Well the mayo wasn’t actually warm this time. At least not especially warm. I wanted to do one more experiment before I bring you the big bad mayo showdown. Last time, as you know, I used my bacon fat (warmed up to make it liquid, which is why my first attempt at mayo was indeed quite warm) and some extra-light tasting olive oil. And it was good, for sure. But I wanted something a little more basic. Something that anyone can do and that would be more repeatable. So I went with just the olive oil this time. I also didn’t take pictures, because i was lazy and thought that if I didn’t document my failure that means it didn’t happen.
Anyway, I had some issues with this batch. I used this recipe: Paleo Mayo Which is very similar to what I did last time, except with the bacon fat. This time, though, I tried to measure my oil. Here’s a tip: don’t do that. When I measured out a cup of oil and poured it in, I was foolish and thought I was done. The mayo was definitely emulsified, as it was hanging together and looking creamy, but it was still really liquidy. I thought that maybe it would firm up after a few hours in the fridge. It did not. So I called my resident culinary expert and asked her what was up. She said she’d never heard of this problem before. That’s me, exploring new territory in Failtopia. Anyway, I figured maybe I hadn’t used enough oil? So I put it all back into the food processor and added more oil. That didn’t seem to be working. Then I was thinking that maybe I didn’t have enough egg? I added another egg. That didn’t do it. Then I went back to adding oil. I added a lot more, and things started to thicken up. I ended up using the entire container of oil by the time I was done, but the mayo had finally thickened properly. So just a word to the wise, don’t measure your oil. Just keep adding until it gets the right consistency.

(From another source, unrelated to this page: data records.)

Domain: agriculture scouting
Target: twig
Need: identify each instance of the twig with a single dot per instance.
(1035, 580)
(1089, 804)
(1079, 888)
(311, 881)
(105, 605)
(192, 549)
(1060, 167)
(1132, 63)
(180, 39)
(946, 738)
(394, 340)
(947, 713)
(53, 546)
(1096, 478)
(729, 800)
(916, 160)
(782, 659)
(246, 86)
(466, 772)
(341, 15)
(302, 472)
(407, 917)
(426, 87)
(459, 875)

Okay, so there’s that. Once I cruise through the now-monster-sized batch of mayo, I promise there will be pics, maybe video. I want to help you do this right, because it is apparently pretty easy to do it wrong. Either that or it’s actually really hard to screw up and I’m just awesome at being terrible. Either way, I’ll try to help you not be like me.

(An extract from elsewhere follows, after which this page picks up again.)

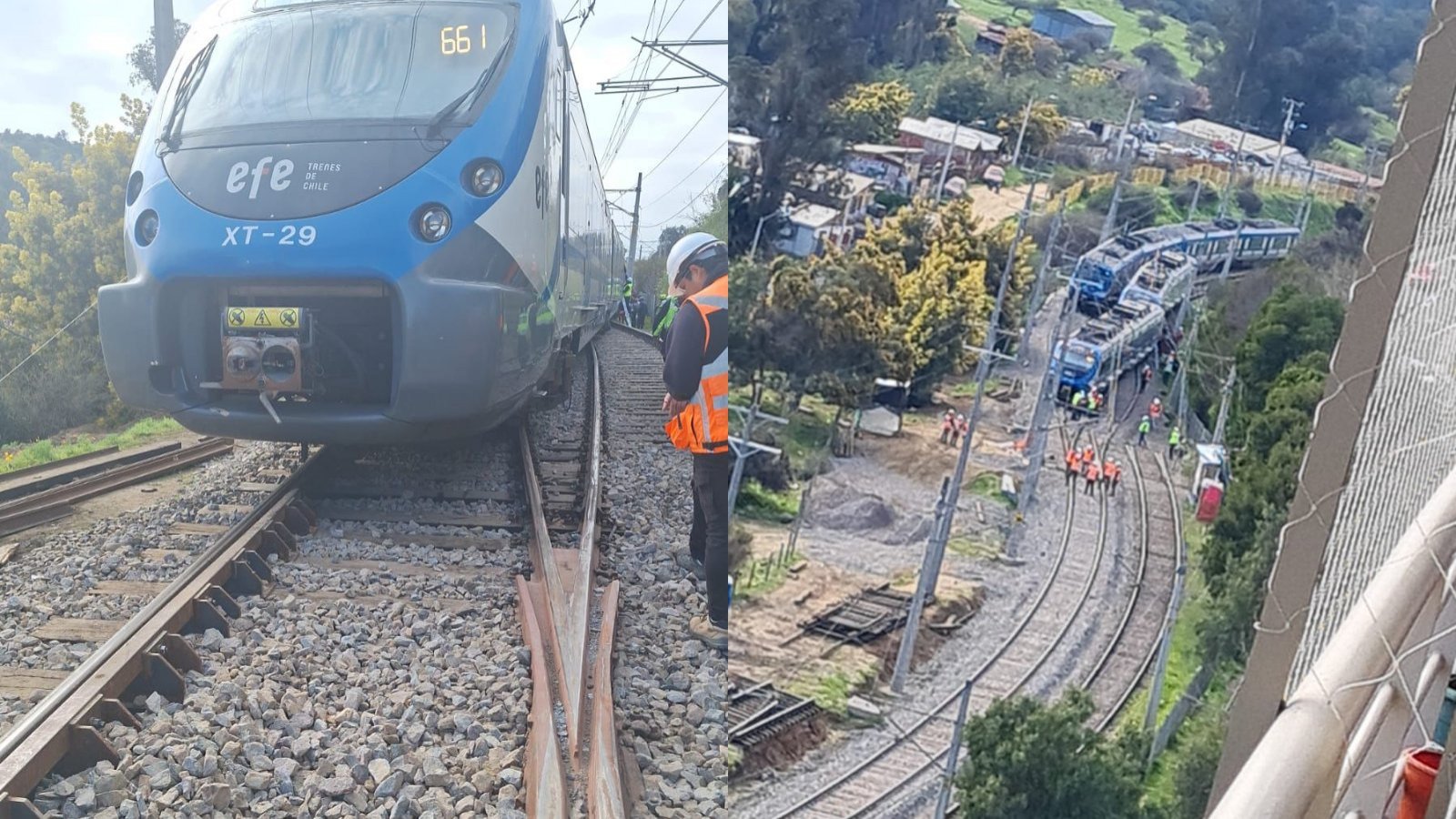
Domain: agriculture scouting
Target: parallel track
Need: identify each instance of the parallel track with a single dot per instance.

I’ve also been reading a book called “The Flinch” after hearing Robb Wolf interview the author on the Paleo Solution Podcast. Anyway, I enjoyed the interview, the book is free, and I started reading it. This prompted me to start taking cold showers this week, which I’ve now done four days in a row. Here’s what I’ve noticed about cold showers:
Benefits of cold showers
- 1. Don’t have to wait for the water to warm up
- 2. You tend not to dawdle in there
- 3. Invigorating and energizing
- 4. You can do it while the laundry or dishwasher is running
- 5. Saves energy
- 6. May help to burn fat
- 7. Mirrors don’t steam up
- 8. Less inhalation of gaseous chlorine from steam (Thanks, Amanda!)
Disadvantages of cold showers
- 1. Uncomfortable at first
Yeah, that’s pretty much it. I’m not sure if I’ll continue them indefinitely, but I really do enjoy them in kind of a weird way. It also helps that I’m running the Tough Mudder on Sunday, which features lots of cold water. I’m hoping that taking these cold showers will help condition me a bit so the cold water isn’t as big a shock to my system as it was last year. Fingers crossed.

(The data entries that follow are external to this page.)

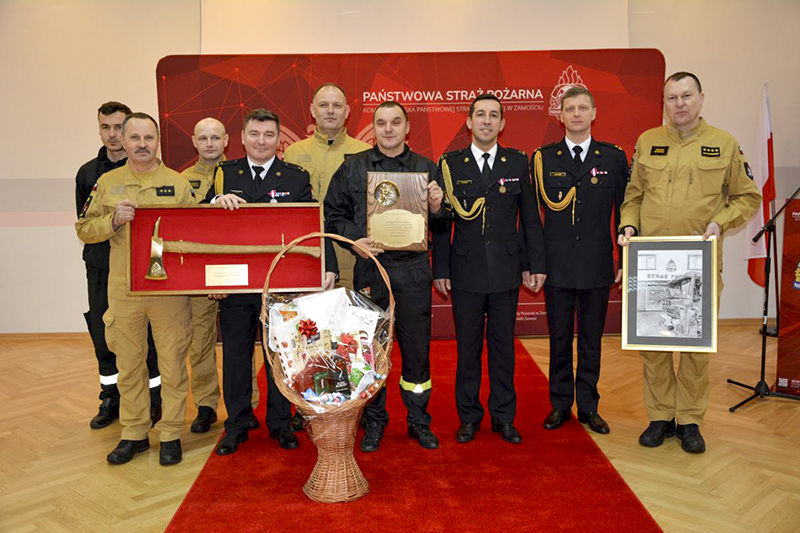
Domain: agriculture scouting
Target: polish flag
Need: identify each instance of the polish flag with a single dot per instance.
(764, 176)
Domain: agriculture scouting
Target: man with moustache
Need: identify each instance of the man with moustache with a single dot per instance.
(323, 152)
(110, 156)
(580, 185)
(489, 188)
(113, 202)
(409, 272)
(260, 177)
(686, 178)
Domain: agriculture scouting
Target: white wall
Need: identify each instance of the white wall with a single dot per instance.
(62, 59)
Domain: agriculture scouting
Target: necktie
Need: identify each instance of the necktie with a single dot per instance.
(259, 181)
(577, 150)
(486, 171)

I will note that I am back down to 208.4 lbs as of this morning, which feels nice. I look and feel much leaner than I had been recently, and that’s good all around. I’ve been better about my food recently, which is probably enough to explain the weight loss, but maybe the cold showers have something to do with it? Tough to say, obviously, but they don’t seem to be hurting.
Okay, that’s all I have for you kids right now. Well actually, I have a giant, towering pile of links i want to share, but i don’t have time to do them all justice, so we’ll save them for later. Hopefully soon! Thanks for reading, everyone.